Chiamaka Ihekwoaba

Chiamaka Ihekwoaba

Ethiopia will generate as much as 30% of its electricity from waste in 2018

Following the attention received by a 50 year old dump site in Ethiopia after a deadly landslide killed about 114 persons, the dumpsite would be put to good use with a new waste-to-energy plant, Reppie, which is underway.

Ethiopia’s waste-to energy plant would be the first of its kind in Africa and it is expected to deal with 1,400 waste daily, a figure gotten from about 80% of refuse generated daily in Addis Ababa alone, (the nations capital). Solid waste generation, per capita in Addis Ababa amounts 0.4kg/c/day.

Unlike other booming African cities with waste management challenges, Addis Ababa does not have a modest way to dispose its garbage.

As an immediate means to address air pollution and also embrace renewable energy across all sectors of the economy the project Reppie came to be.
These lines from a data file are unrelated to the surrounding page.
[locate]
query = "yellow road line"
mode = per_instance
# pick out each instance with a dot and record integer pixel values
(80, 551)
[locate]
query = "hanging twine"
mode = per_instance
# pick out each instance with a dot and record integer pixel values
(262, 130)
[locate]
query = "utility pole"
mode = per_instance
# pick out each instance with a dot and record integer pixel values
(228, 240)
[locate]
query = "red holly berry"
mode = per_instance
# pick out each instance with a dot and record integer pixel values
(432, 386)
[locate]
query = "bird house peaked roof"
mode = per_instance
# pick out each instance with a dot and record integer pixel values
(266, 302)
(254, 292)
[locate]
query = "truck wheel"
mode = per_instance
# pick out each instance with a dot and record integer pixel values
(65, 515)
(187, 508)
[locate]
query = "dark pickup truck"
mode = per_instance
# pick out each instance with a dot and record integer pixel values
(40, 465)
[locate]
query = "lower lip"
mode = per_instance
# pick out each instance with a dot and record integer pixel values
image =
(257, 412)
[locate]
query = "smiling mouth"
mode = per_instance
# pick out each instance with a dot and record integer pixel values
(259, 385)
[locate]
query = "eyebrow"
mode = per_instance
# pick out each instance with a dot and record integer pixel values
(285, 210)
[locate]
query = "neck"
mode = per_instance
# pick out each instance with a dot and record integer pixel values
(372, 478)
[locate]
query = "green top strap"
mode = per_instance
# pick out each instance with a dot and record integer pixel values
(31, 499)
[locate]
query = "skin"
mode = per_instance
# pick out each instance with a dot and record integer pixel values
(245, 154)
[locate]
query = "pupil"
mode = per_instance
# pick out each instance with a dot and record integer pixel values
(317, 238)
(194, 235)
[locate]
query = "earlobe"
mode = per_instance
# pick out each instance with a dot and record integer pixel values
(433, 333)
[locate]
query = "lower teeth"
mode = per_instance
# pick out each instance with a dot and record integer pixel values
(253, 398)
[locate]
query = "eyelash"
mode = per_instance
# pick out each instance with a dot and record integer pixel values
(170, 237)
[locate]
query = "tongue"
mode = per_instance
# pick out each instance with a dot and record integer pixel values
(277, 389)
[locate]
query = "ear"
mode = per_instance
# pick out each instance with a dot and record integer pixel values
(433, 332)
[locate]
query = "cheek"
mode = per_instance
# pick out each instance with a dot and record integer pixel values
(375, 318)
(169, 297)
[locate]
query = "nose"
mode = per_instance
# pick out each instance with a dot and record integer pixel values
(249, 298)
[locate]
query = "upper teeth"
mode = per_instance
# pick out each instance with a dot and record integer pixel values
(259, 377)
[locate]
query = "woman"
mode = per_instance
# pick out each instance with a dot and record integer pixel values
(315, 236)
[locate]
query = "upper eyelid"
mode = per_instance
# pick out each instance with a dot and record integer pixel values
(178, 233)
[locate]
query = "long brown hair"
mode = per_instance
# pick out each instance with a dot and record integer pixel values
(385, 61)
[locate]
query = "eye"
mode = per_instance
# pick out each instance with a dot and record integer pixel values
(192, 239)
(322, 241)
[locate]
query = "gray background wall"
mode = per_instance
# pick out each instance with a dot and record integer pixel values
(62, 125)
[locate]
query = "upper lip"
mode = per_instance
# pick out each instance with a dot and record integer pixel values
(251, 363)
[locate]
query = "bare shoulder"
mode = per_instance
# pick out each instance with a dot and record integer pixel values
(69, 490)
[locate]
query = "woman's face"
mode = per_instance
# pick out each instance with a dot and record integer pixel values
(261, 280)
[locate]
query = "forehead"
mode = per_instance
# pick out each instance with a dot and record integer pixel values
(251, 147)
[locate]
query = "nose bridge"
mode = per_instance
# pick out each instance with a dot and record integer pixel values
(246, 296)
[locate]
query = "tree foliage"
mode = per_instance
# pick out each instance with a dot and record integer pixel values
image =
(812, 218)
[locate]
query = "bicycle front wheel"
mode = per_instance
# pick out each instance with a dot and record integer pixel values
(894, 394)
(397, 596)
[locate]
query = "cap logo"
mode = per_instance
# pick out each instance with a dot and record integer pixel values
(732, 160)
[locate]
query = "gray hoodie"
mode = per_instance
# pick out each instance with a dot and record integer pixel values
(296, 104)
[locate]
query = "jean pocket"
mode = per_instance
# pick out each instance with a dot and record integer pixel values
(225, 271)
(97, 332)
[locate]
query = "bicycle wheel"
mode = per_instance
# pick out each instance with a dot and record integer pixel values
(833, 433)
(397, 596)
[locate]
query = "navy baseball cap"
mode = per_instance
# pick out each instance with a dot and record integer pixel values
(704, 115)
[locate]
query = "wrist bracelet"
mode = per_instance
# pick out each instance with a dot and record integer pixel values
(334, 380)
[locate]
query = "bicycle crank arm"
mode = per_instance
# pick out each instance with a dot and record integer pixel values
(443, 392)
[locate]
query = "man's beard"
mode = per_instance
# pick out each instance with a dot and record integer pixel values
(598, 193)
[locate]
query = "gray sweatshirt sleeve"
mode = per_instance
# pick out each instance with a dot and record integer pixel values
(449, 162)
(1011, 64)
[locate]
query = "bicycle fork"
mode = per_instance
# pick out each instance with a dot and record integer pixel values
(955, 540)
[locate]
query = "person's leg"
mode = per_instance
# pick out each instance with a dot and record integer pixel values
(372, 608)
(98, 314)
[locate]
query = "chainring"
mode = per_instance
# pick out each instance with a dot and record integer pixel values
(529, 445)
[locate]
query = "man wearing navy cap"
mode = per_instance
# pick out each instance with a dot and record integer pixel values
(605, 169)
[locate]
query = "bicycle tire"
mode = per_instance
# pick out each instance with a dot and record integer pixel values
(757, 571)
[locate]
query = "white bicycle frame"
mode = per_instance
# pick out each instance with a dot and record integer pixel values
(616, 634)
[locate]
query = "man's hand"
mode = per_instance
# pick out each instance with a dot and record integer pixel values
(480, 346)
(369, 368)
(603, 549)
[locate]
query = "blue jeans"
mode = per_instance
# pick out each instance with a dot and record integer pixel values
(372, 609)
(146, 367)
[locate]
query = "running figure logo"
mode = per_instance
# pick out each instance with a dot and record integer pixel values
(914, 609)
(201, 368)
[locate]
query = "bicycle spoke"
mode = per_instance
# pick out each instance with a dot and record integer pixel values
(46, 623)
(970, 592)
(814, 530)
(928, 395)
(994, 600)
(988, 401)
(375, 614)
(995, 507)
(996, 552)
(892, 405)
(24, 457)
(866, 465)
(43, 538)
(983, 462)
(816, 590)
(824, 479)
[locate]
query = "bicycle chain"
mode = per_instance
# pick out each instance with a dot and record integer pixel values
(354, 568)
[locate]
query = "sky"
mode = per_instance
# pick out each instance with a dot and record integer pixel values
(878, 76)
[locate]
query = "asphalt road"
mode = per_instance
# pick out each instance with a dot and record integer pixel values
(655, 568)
The plant hopes to supply 30% of electricity needed for household use and promises to adhere to global standards on air emissions. Each year, more than 200,000t are collected (about 550t/day). The municipality increased the collection rate from 60% to 80% .

Building the energy plant came as a result of partnership between the Government of Ethiopia and a consortium of international companies; Cambridge Industries limited, China National Electric Engineering and  Ramboll (a Danish Engineering firm).

The consortium was established to design, construct and in some case own energy-to-waste facilities customized for Sub-Saharan Africa.

Project Reppie is considered a quadripple win as it not only saves land, it also generates electricity while preventing the release of toxic materials into groundwater and it also reduces the release of Methane (a green house gas generated in landfills) into the atmosphere.

Waste-to-energy uses trash as a fuel for generating power, just as other power plants use coal, oil, or natural gas. The burning fuel heats water into steam that drives a turbine to create electricity. The process can reduce a community’s landfill volume by up to 90 percent, and prevent one ton of carbon dioxide release for every ton of waste burned.